Here’s the intriguing question raised by “Work Optional” (Hachette, $17.99): Can you retire really early? Say by age 40, or extremely soon if you are older than that?
Tanja Hester, a communications consultant who quit working at age 38, says you can. Ms. Hester had a big head start, but her logic is sound, even if she makes it seem simpler than it is for most of us.
Retiring early and successfully requires two things, she argues: knowing what you will do with your life without a paying job, and a lot of money to live on.
Ms. Hester is terrific in explaining the first part; so-so on the second.
She says your extended retirement will be far more enjoyable if you have a specific plan, one that flows from a sense of purpose.
“Purpose just means you know why you are getting out of bed each morning or what you want your life to add up to ultimately,” she says.
But how are you going to be able to fund that purpose? That brings us to the flaws in the book.
My biggest objection is Ms. Hester makes the ability to retire early sound too easy, and one of the reasons it does is she repeatedly draws from her experience with the implicit message: “If I can do it, anyone can.”
But her situation is not representative.
She doesn’t provide specific numbers from her life — which feels like a cheat — but we learn a few important facts. She and her husband had each been earning more than $100,000 annually for several years when they retired; had bought a home in Lake Tahoe, Calif., at the bottom of the real estate market, giving them a substantial equity cushion; and had acquired a rental property as well. In addition, they have no children — kids are expensive (duh) and hinder your ability to save for an early retirement. And, oh, yes, while they were working, their investments were growing during the longest bull market in history, so last year’s decline probably didn’t hurt too much.
Not everyone thinking of retiring early will have those advantages.
Then there is her limited financial advice. Ms. Hester devotes only about a third of her 260 pages to the financing of an early retirement. And while she provides ideas — such as overachieve at work to save whatever raises you get before you quit — she doesn’t go into any great depth.
Two quick examples show the problem.
A novice, she says, might be “uncomfortable” investing heavily in stocks, so that person should consider an initial mix of 33 percent cash, 33 percent bonds and 34 percent stocks.
But that’s not an allocation conducive to retiring early. Based on historical rates of return, it has yielded less than 4 percent annually after inflation. That is not something Ms. Hester points out.
There are other omissions. Take the matter of how much money you can withdraw from your investments. Ms. Hester cites the well-known research that contends you should be able to take out 3 to 4 percent of your savings annually and probably not outlive your money.
But the key word there is probably.
The following example, which I’ve constructed, shows the gap between probably and definitely.
Say a 42-year-old woman wants to quit tomorrow.
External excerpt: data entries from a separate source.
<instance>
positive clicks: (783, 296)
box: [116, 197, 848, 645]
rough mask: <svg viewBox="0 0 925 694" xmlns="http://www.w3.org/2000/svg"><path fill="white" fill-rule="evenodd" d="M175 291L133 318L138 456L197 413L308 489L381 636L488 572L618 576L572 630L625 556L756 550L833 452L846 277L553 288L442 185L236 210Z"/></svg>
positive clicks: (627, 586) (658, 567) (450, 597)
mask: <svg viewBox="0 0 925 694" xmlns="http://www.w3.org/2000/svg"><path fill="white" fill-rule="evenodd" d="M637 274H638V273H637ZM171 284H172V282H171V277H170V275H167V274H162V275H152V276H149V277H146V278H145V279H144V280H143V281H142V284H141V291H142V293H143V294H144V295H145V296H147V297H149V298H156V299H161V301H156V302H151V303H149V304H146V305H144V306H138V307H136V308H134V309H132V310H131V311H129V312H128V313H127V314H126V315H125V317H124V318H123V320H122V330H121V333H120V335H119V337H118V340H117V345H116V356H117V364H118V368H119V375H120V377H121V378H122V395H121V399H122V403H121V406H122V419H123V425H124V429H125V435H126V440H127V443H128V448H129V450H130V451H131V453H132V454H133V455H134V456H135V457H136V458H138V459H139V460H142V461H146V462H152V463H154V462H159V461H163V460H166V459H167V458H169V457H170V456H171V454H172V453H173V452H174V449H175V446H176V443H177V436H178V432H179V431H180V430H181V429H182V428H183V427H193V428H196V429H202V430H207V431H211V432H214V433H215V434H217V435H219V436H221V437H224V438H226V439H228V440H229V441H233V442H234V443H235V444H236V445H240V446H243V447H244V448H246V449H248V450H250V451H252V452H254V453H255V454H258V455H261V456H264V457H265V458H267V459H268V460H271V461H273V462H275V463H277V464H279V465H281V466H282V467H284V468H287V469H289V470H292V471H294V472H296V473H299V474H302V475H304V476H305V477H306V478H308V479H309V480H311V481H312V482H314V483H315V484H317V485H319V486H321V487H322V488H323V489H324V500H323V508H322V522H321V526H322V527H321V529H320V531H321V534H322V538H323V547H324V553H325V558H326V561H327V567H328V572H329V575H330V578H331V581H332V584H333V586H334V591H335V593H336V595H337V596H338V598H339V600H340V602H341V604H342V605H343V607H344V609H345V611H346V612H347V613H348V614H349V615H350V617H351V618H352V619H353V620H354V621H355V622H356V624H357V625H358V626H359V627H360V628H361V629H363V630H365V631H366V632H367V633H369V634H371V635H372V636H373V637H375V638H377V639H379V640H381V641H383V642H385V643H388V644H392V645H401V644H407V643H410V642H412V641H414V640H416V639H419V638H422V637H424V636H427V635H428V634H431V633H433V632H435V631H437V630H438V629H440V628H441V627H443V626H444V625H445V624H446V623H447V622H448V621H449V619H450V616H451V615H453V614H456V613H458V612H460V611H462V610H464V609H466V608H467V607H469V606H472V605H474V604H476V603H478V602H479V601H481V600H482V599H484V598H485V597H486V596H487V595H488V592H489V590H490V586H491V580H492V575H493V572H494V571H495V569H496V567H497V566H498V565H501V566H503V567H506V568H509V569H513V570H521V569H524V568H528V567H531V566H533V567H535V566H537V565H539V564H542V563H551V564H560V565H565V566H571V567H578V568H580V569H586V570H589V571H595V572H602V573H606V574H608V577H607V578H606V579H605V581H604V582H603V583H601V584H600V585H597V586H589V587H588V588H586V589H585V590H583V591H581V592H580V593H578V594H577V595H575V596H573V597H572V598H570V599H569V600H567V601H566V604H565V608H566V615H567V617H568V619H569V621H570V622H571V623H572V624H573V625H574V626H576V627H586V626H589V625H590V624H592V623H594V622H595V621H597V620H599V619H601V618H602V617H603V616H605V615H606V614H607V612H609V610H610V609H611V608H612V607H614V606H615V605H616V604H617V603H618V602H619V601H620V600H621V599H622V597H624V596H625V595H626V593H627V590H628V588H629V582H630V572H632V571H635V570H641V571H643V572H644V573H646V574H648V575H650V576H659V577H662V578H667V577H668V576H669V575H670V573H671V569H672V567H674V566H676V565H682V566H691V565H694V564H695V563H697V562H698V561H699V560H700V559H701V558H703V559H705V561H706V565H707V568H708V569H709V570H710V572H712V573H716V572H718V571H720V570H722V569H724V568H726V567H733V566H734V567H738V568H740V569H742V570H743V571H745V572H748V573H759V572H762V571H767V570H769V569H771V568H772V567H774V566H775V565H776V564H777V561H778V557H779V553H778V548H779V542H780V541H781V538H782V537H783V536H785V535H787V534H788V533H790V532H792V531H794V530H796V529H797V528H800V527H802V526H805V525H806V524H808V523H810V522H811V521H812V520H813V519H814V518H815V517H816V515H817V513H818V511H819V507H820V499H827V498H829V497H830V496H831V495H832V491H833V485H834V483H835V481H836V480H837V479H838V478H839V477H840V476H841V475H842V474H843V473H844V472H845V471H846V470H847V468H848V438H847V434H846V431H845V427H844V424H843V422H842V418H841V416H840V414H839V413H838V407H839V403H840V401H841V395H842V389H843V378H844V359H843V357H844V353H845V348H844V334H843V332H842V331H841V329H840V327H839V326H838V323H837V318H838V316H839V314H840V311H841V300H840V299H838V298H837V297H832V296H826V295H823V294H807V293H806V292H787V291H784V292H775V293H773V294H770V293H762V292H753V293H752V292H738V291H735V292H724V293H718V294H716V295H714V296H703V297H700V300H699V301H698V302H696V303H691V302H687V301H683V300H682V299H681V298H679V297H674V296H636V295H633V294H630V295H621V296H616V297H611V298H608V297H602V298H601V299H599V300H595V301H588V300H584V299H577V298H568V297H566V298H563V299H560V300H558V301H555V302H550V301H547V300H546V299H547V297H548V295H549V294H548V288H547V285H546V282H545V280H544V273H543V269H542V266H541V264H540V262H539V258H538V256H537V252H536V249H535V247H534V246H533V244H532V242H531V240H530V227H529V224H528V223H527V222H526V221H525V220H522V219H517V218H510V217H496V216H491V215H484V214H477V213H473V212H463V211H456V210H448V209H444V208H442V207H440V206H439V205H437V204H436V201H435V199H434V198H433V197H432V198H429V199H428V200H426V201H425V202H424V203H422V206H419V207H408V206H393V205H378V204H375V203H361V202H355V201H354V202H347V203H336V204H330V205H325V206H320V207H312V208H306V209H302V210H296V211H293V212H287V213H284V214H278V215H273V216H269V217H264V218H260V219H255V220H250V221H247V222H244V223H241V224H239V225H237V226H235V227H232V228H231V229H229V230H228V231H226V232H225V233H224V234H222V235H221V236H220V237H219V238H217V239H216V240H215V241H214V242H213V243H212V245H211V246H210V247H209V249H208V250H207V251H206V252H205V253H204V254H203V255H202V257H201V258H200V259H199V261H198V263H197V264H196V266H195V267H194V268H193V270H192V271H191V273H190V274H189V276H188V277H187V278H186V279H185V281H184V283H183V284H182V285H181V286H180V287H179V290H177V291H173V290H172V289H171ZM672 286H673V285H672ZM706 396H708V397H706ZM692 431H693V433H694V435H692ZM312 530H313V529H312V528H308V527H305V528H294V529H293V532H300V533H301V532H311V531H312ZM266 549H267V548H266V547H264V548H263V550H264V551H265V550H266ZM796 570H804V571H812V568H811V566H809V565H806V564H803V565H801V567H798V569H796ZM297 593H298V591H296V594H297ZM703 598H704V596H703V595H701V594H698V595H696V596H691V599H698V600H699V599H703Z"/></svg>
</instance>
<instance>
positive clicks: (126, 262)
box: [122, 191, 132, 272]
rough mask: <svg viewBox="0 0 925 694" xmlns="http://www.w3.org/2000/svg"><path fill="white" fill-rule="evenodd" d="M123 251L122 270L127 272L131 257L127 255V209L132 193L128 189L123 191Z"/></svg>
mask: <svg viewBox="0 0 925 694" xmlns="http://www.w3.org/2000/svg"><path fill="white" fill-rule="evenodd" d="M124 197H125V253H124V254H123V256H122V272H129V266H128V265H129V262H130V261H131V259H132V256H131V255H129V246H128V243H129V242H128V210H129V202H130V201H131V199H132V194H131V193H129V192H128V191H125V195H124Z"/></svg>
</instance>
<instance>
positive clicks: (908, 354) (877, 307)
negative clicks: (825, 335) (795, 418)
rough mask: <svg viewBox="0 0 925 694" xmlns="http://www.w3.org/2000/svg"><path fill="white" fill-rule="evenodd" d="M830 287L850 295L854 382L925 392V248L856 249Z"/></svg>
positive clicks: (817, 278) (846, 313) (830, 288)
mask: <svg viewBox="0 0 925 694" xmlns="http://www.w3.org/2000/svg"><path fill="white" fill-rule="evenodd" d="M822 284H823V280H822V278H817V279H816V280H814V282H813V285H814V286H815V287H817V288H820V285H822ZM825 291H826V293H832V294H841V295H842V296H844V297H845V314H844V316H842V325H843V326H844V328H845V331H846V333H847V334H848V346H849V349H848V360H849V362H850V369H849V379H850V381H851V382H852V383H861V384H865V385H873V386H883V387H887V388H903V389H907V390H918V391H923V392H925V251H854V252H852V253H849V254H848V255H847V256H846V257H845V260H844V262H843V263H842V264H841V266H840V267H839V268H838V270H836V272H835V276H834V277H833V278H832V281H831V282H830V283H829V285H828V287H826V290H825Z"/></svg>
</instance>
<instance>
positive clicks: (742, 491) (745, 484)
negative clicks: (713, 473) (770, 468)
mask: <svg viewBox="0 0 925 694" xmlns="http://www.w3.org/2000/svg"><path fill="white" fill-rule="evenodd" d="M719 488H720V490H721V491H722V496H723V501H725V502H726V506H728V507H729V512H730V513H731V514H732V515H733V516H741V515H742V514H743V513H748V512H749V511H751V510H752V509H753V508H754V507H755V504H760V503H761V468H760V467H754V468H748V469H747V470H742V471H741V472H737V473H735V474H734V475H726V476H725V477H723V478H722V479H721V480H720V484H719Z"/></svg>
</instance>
Her life expectancy, according to the Social Security Administration, is 40 years. If she has $1 million invested in a portfolio split evenly between stocks on the one hand and bonds and money market funds on the other, and plans to withdraw 4 percent annually — $40,000 — she has just an 83 percent chance her money will last long enough, according to Vanguard’s “retirement nest egg calculator,” which ran 100,000 possible projections of what markets might do, what’s known as a Monte Carlo simulation. That’s close to a one in five chance of running out of money.
To be fair, in talking about withdrawals, Ms. Hester does write: “At a minimum enter your numbers into an online Monte Carlo simulator” to see what the odds are of “you having enough saved.” But she does not play out any examples. Nor does she spend a lot of time on situations more complicated than the one I created.
Ms. Hester seemingly anticipated my carping when she wrote: “I wanted the conversation about early retirement to be about life, not just about money.”
Still, I wish she had focused more on the money.
What you have to do
Experienced investors know there are only two ways you can end up with more money.
■ Earn more — by doing things like increasing your work income, getting higher yields on your investments or finding additional revenue from things like rental properties or royalties.
■ Spend less.
While I wish Ms. Hester had given much more specific financial advice, simply getting you to think about how you might retire early forces you to ponder how you could cut current spending and increase your income, savings and the rates they earn. That’s good.
But when you do, you may find you have a long way to go before you can chuck it all.